Export as RDF triples:

dataset_to_triples(df, format = "nt")
#> [1] "<http://example.com/dataset#obsobs1> <http://example.com/prop/country> <https://www.geonames.org/countries/AD/> ."
#> [2] "<http://example.com/dataset#obsobs2> <http://example.com/prop/country> <https://www.geonames.org/countries/LI/> ."
#> [3] "<http://example.com/dataset#obsobs1> <http://example.com/prop/gdp> \"3897\"^^<xsd:decimal> ."                     
#> [4] "<http://example.com/dataset#obsobs2> <http://example.com/prop/gdp> \"7365\"^^<xsd:decimal> ."

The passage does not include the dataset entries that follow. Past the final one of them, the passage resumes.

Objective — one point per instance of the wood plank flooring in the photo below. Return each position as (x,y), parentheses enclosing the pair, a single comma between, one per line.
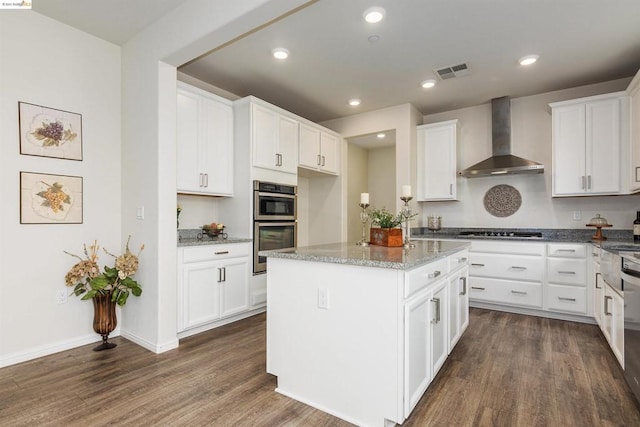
(507,370)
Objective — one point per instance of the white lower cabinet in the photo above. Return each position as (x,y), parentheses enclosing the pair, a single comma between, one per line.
(213,283)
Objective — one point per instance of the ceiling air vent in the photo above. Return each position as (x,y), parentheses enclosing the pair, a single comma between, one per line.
(452,71)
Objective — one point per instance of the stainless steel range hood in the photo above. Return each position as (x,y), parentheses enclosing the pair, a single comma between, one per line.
(502,162)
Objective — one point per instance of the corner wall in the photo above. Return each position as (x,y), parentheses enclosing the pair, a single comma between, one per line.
(47,63)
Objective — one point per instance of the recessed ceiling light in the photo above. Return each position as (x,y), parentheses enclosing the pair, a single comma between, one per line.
(374,14)
(528,60)
(280,53)
(428,83)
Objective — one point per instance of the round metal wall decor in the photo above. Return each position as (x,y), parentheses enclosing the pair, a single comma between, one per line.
(502,200)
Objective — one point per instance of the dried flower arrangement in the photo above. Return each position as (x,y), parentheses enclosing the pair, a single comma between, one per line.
(88,281)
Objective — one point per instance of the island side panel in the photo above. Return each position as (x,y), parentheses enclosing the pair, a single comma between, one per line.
(344,360)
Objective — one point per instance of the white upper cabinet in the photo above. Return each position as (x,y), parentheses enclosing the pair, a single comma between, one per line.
(318,149)
(591,146)
(204,143)
(274,140)
(437,145)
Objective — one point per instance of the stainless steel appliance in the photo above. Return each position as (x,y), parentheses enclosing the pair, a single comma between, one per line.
(274,220)
(630,283)
(274,202)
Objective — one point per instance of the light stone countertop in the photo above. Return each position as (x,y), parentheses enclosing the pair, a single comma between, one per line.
(372,256)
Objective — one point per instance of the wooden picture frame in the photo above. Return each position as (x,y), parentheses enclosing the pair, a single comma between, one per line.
(48,132)
(50,199)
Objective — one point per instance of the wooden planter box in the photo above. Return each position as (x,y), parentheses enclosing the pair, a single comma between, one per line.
(386,236)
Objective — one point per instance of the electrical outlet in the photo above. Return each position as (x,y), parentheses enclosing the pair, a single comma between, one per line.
(61,296)
(323,298)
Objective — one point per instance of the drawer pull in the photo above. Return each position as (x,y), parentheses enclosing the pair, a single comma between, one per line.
(434,274)
(437,302)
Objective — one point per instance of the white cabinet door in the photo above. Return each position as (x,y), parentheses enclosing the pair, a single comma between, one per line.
(437,161)
(188,158)
(318,150)
(204,134)
(603,146)
(438,321)
(264,135)
(417,349)
(201,302)
(274,140)
(234,287)
(586,146)
(309,147)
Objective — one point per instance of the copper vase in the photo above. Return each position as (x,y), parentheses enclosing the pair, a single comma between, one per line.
(104,319)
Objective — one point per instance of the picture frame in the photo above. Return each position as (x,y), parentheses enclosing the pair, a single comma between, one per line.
(49,132)
(50,199)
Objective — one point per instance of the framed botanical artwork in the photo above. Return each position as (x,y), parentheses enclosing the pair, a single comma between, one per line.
(50,199)
(49,132)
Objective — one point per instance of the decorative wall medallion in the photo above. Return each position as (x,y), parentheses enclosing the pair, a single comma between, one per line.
(502,200)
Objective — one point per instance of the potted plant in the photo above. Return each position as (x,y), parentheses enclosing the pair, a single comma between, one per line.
(106,289)
(386,233)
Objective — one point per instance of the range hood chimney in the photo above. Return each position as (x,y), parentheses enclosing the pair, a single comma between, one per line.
(502,162)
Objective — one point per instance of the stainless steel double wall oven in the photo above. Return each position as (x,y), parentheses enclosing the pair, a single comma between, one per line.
(274,220)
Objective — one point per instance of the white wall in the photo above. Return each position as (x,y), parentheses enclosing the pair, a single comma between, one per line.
(531,139)
(51,64)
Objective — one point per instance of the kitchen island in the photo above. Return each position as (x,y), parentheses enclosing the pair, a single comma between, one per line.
(360,332)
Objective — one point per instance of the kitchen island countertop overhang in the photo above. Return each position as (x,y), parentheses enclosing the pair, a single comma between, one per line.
(360,332)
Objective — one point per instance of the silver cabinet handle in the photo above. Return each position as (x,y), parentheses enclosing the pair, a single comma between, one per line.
(437,302)
(434,274)
(606,305)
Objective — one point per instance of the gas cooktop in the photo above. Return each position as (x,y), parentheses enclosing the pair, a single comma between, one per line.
(533,235)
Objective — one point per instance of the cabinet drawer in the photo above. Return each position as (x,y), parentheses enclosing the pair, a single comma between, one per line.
(458,260)
(502,266)
(423,276)
(502,247)
(505,292)
(566,250)
(567,271)
(213,252)
(567,298)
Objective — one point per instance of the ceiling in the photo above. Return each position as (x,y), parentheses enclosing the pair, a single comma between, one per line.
(333,60)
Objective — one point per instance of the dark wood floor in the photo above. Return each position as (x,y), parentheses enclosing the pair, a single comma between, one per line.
(507,370)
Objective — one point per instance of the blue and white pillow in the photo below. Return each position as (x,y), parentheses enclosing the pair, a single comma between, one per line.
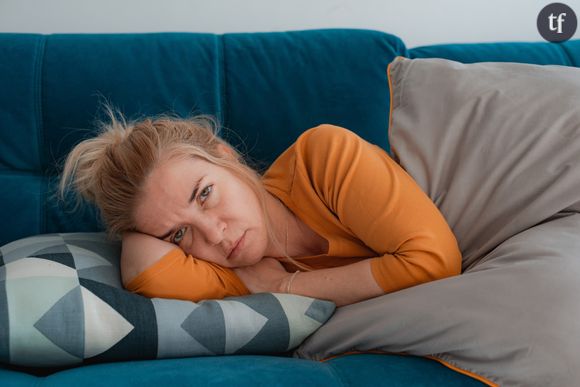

Retain automatically recorded provenance:

#> [1] "<http://example.com/dataset_prov.nt> <http://www.w3.org/1999/02/22-rdf-syntax-ns#type> <http://www.w3.org/ns/prov#Bundle> ."                  
#> [2] "<http://example.com/dataset#> <http://www.w3.org/1999/02/22-rdf-syntax-ns#type> <http://www.w3.org/ns/prov#Entity> ."                         
#> [3] "<http://example.com/dataset#> <http://www.w3.org/1999/02/22-rdf-syntax-ns#type> <http://purl.org/linked-data/cube#DataSet> ."                 
#> [4] "_:doejane <http://www.w3.org/1999/02/22-rdf-syntax-ns#type> <http://www.w3.org/ns/prov#Agent> ."                                              
#> [5] "<https://doi.org/10.32614/CRAN.package.dataset> <http://www.w3.org/1999/02/22-rdf-syntax-ns#type> <http://www.w3.org/ns/prov#SoftwareAgent> ."
#> [6] "<http://example.com/creation> <http://www.w3.org/1999/02/22-rdf-syntax-ns#type> <http://www.w3.org/ns/prov#Activity> ."                       
#> [7] "<http://example.com/creation> <http://www.w3.org/ns/prov#generatedAtTime> \"2025-08-27T17:55:55Z\"^^<xsd:dateTime> ."

Contributing

We welcome contributions and discussion!

Code of Conduct

This project follows the rOpenSci Code of Conduct. By participating, you are expected to uphold these guidelines.